17.04.2018

e-evidence: Grenzüberschreitender Datenzugriff führt zu Haftungsproblematik

Die Europäische Kommission hat am Dienstag, den 17. April, einen konkreten Vorschlag dazu präsentiert, wie Strafverfolgungsbehörden künftig grenzüberschreitend Zugriff auf elektronische Beweismittel („e-evidence“) erhalten könnten. Geht es nach der Kommission, sollen Anfragen im Regelfall binnen 10 Tagen und im Notfall binnen sechs Stunden beantwortet werden – für alle Unternehmen die ihre Dienste innerhalb der EU anbieten, unabhängig davon, wo sich die Daten oder die Unternehmen befinden. Bislang wurden zur Herausgabe elektronischer Beweismittel die Mechanismen für justizielle Zusammenarbeit wie das EU-US-Rechtshilfeabkommen oder der bilateralen, gegenseitigen Anerkennung in Strafsachen genutzt. Dieser internationale Rechtsweg, der bis zu 10 Monate dauern kann, gilt als zu langwierig für Kommunikationsdaten, die teilweise nur wenige Wochen gespeichert werden.

Mit dem vorgeschlagenen Verfahren könnte künftig jeder Diensteanbieter von allen anderen 27 Mitgliedsstaaten kontaktiert und zur Herausgabe oder Speicherung von Daten verpflichtet werden.

Von den neuen Regeln sollen neben Kommunikationsdiensten auch soziale Medien, Cloud-Dienste, Domain-Registrierungsstellen und Registrare betroffen sein.

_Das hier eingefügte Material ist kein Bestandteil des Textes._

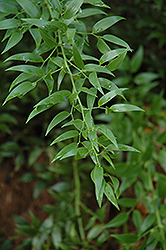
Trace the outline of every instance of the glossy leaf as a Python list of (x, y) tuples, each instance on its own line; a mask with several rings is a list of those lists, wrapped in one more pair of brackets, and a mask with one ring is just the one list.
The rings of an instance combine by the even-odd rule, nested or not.
[(11, 37), (9, 38), (4, 50), (2, 51), (2, 54), (14, 47), (16, 44), (18, 44), (21, 39), (23, 38), (23, 34), (21, 31), (15, 31), (12, 33)]
[(50, 5), (53, 7), (54, 10), (58, 11), (59, 13), (62, 12), (62, 6), (59, 0), (49, 0)]
[(96, 9), (96, 8), (86, 8), (83, 9), (81, 11), (81, 13), (78, 15), (79, 18), (85, 18), (88, 16), (93, 16), (93, 15), (99, 15), (99, 14), (104, 14), (106, 15), (106, 13), (100, 9)]
[(25, 80), (31, 78), (32, 76), (33, 76), (33, 74), (21, 73), (21, 74), (18, 75), (18, 76), (16, 77), (16, 79), (11, 83), (9, 91), (11, 91), (11, 89), (12, 89), (13, 87), (15, 87), (18, 83), (23, 82), (23, 81), (25, 81)]
[(108, 42), (111, 42), (111, 43), (120, 45), (122, 47), (128, 48), (131, 51), (130, 46), (124, 40), (120, 39), (117, 36), (107, 34), (107, 35), (103, 36), (103, 39), (108, 41)]
[(69, 145), (65, 146), (62, 150), (60, 150), (55, 158), (52, 160), (52, 162), (60, 159), (65, 159), (65, 158), (68, 158), (68, 157), (71, 157), (71, 156), (74, 156), (77, 154), (77, 143), (76, 142), (73, 142), (73, 143), (70, 143)]
[(130, 62), (130, 71), (132, 73), (136, 73), (141, 67), (143, 56), (144, 56), (143, 47), (140, 46), (139, 49), (133, 55), (131, 62)]
[(73, 44), (73, 58), (74, 58), (74, 62), (75, 64), (80, 68), (80, 69), (84, 69), (84, 63), (83, 60), (81, 58), (81, 54), (76, 46), (76, 44)]
[(102, 204), (105, 187), (103, 173), (104, 171), (102, 167), (95, 167), (91, 172), (91, 179), (95, 184), (96, 199), (99, 204), (99, 207), (101, 207)]
[(97, 78), (97, 73), (96, 71), (93, 71), (90, 75), (89, 75), (89, 81), (90, 83), (97, 89), (99, 90), (103, 95), (104, 95), (104, 92), (100, 86), (100, 82)]
[(16, 65), (8, 68), (7, 70), (22, 71), (37, 76), (44, 76), (44, 71), (33, 65)]
[(47, 131), (46, 131), (46, 135), (51, 131), (51, 129), (53, 129), (57, 124), (59, 124), (60, 122), (62, 122), (63, 120), (65, 120), (67, 117), (69, 117), (70, 114), (67, 111), (62, 111), (59, 114), (57, 114), (52, 121), (50, 122)]
[(103, 95), (103, 96), (99, 99), (98, 105), (99, 105), (99, 106), (102, 106), (102, 105), (104, 105), (105, 103), (111, 101), (115, 96), (121, 94), (123, 90), (125, 90), (125, 89), (115, 89), (115, 90), (112, 90), (112, 91), (108, 92), (107, 94)]
[(119, 68), (119, 66), (122, 64), (122, 62), (124, 61), (125, 57), (127, 54), (127, 50), (125, 50), (122, 54), (119, 54), (119, 56), (114, 59), (113, 61), (111, 61), (108, 65), (107, 65), (107, 69), (110, 71), (114, 71), (117, 68)]
[(25, 10), (25, 12), (30, 17), (39, 17), (40, 12), (36, 8), (36, 6), (29, 0), (16, 0), (18, 4)]
[(108, 183), (105, 184), (104, 194), (106, 195), (107, 199), (119, 210), (119, 206), (112, 187)]
[(98, 21), (92, 28), (93, 33), (100, 33), (111, 26), (113, 26), (115, 23), (119, 22), (120, 20), (123, 20), (123, 17), (120, 16), (110, 16), (110, 17), (105, 17)]
[(138, 241), (138, 236), (135, 234), (112, 234), (111, 236), (125, 244), (132, 244)]
[(43, 62), (43, 58), (35, 53), (19, 53), (8, 57), (5, 62), (9, 60), (20, 60), (25, 62)]
[[(63, 111), (65, 112), (65, 111)], [(60, 141), (64, 141), (64, 140), (67, 140), (67, 139), (71, 139), (71, 138), (74, 138), (78, 136), (78, 131), (77, 130), (70, 130), (70, 131), (67, 131), (63, 134), (61, 134), (60, 136), (58, 136), (51, 144), (50, 146), (52, 146), (53, 144), (57, 143), (57, 142), (60, 142)]]
[(102, 132), (103, 135), (105, 135), (108, 140), (110, 140), (114, 145), (115, 147), (118, 149), (118, 144), (117, 144), (117, 141), (116, 141), (116, 138), (115, 136), (113, 135), (113, 133), (111, 132), (110, 129), (108, 129), (105, 125), (98, 125), (98, 129)]
[(49, 95), (48, 97), (38, 102), (35, 105), (35, 107), (38, 107), (41, 105), (50, 105), (50, 104), (55, 105), (58, 102), (65, 102), (69, 95), (70, 95), (70, 91), (68, 90), (60, 90), (60, 91), (54, 92), (53, 94)]
[(84, 0), (71, 0), (66, 7), (64, 18), (69, 19), (73, 17), (78, 12), (83, 2)]
[(26, 93), (28, 93), (29, 91), (31, 91), (32, 89), (34, 89), (36, 87), (35, 84), (32, 84), (31, 82), (23, 82), (21, 83), (19, 86), (17, 86), (16, 88), (14, 88), (10, 94), (6, 97), (3, 105), (13, 99), (14, 97), (23, 97)]
[(132, 104), (114, 104), (110, 107), (113, 112), (144, 111)]
[(39, 31), (40, 31), (40, 34), (41, 34), (41, 37), (43, 39), (43, 41), (50, 47), (57, 47), (58, 46), (58, 43), (56, 42), (55, 38), (53, 38), (52, 36), (50, 36), (48, 34), (48, 32), (42, 30), (39, 28)]
[(18, 28), (19, 25), (20, 25), (19, 20), (9, 18), (9, 19), (0, 21), (0, 30)]
[(108, 222), (105, 227), (106, 228), (120, 227), (127, 222), (128, 218), (129, 218), (128, 214), (122, 212), (118, 214), (116, 217), (114, 217), (110, 222)]

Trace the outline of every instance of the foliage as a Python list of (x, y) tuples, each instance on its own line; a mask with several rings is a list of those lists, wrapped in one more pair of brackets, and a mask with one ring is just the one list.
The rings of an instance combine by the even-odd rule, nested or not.
[[(165, 176), (156, 171), (158, 164), (165, 171), (165, 132), (160, 133), (160, 128), (165, 126), (160, 109), (164, 110), (165, 104), (162, 93), (159, 96), (153, 94), (152, 108), (148, 97), (160, 76), (140, 73), (144, 57), (142, 46), (130, 60), (126, 57), (126, 52), (131, 51), (129, 45), (119, 37), (105, 33), (123, 18), (101, 18), (106, 12), (99, 7), (109, 8), (102, 1), (84, 1), (82, 4), (83, 1), (76, 4), (76, 1), (39, 3), (17, 0), (10, 8), (9, 1), (1, 7), (0, 27), (7, 29), (4, 40), (8, 39), (3, 53), (19, 44), (23, 36), (31, 39), (29, 33), (35, 44), (33, 52), (6, 58), (8, 63), (21, 60), (24, 64), (10, 65), (8, 69), (22, 73), (12, 82), (5, 103), (9, 101), (10, 105), (14, 97), (22, 98), (31, 90), (43, 89), (40, 97), (35, 96), (36, 100), (42, 100), (37, 100), (27, 121), (52, 108), (50, 113), (46, 112), (54, 116), (46, 135), (51, 134), (51, 139), (55, 134), (57, 136), (51, 143), (54, 147), (44, 149), (48, 155), (54, 154), (53, 163), (47, 168), (36, 163), (42, 152), (39, 146), (30, 153), (29, 166), (34, 165), (38, 181), (34, 197), (48, 186), (47, 190), (56, 202), (54, 206), (43, 207), (48, 213), (43, 222), (31, 212), (31, 222), (15, 216), (17, 233), (28, 237), (19, 249), (31, 249), (31, 246), (35, 249), (102, 249), (109, 240), (111, 243), (117, 241), (123, 249), (165, 249)], [(91, 28), (87, 20), (92, 15), (97, 20)], [(95, 54), (98, 57), (88, 54), (94, 44), (97, 44)], [(120, 77), (113, 78), (112, 71), (117, 68)], [(126, 103), (123, 94), (129, 83), (131, 90), (126, 91), (126, 96), (132, 105)], [(124, 101), (119, 103), (120, 99)], [(142, 106), (145, 99), (146, 115), (129, 112), (141, 111), (133, 104)], [(31, 100), (29, 103), (33, 105)], [(127, 114), (123, 113), (126, 111)], [(134, 145), (142, 153), (138, 154), (138, 150), (126, 144)], [(75, 159), (68, 158), (70, 156)], [(94, 163), (93, 170), (89, 158)], [(88, 193), (93, 190), (87, 178), (90, 171), (101, 207), (96, 211), (88, 208), (93, 198), (88, 198)], [(73, 176), (74, 182), (71, 181)], [(35, 178), (31, 174), (22, 180)], [(56, 182), (52, 185), (54, 178)], [(130, 187), (134, 189), (133, 198), (127, 197)], [(111, 216), (110, 219), (107, 213), (109, 203), (103, 194), (117, 209), (120, 208), (114, 218)], [(103, 199), (105, 204), (102, 206)], [(134, 230), (127, 228), (130, 221)], [(120, 228), (123, 228), (123, 234), (120, 234)]]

Die wichtigsten Inhalte des e-evidence -Vorschlags auf einen Blick:

  • “European Production Orders”: Diese wird einer Justizbehörde in einem Mitgliedstaat erlauben, elektronische Beweismittel (wie E-Mails, Texte oder Nachrichten in Apps) direkt von einem Service-Provider herauszuverlangen, der Dienste in der Union anbietet und in einem anderen Mitgliedstaat niedergelassen oder vertreten ist, ohne Rücksicht auf den Speicherort der Daten. Diese werden verpflichtet, binnen 10 Tagen zu antworten und in sechs Stunden in dringenden Fällen (anders als bisher 120 Tage bei der Europäische Ermittlungsanordnung oder zehn Monate beim Rechtshilfeverfahren (MLAT).)
  • “European Preservation Order”: Diese wird einer Justizbehörde in einem Mitgliedstaat erlauben, einen Service-Provider, der Dienste in der Union anbietet und in einem anderen Mitgliedstaat niedergelassen oder vertreten ist, zu verpflichten, bestimmte, zum Zeitpunkt des Erhalts der EPO existierende Daten aufzubewahren, um der Behörde zu ermöglichen, diese Daten später mit Hilfe einer Europäische Ermittlungsanordnung, einem Rechtshilfeverfahren oder einer „European Production Order“ herauszuverlangen.
  • verpflichtet Service-Provider einen gesetzlichen Vertreter in der Union zu benennen: Um sicherzustellen, dass alle Service-Provider, die ihre Dienste in der Europäischen Union anbieten, Adressat derselben Verpflichtungen sind, auch wenn sie ihre Hauptsitze in Drittländern haben, werden sie verpflichtet, einen gesetzlichen Vertreter für die Union zu benennen, um den Eingang, die Einhaltung und Durchsetzung von Entscheidungen und Anordnungen von verantwortlichen Behörden der Mitgliedstaaten – die den Zweck haben, Beweise in Strafverfahren zu sammeln – zu gewährleisten.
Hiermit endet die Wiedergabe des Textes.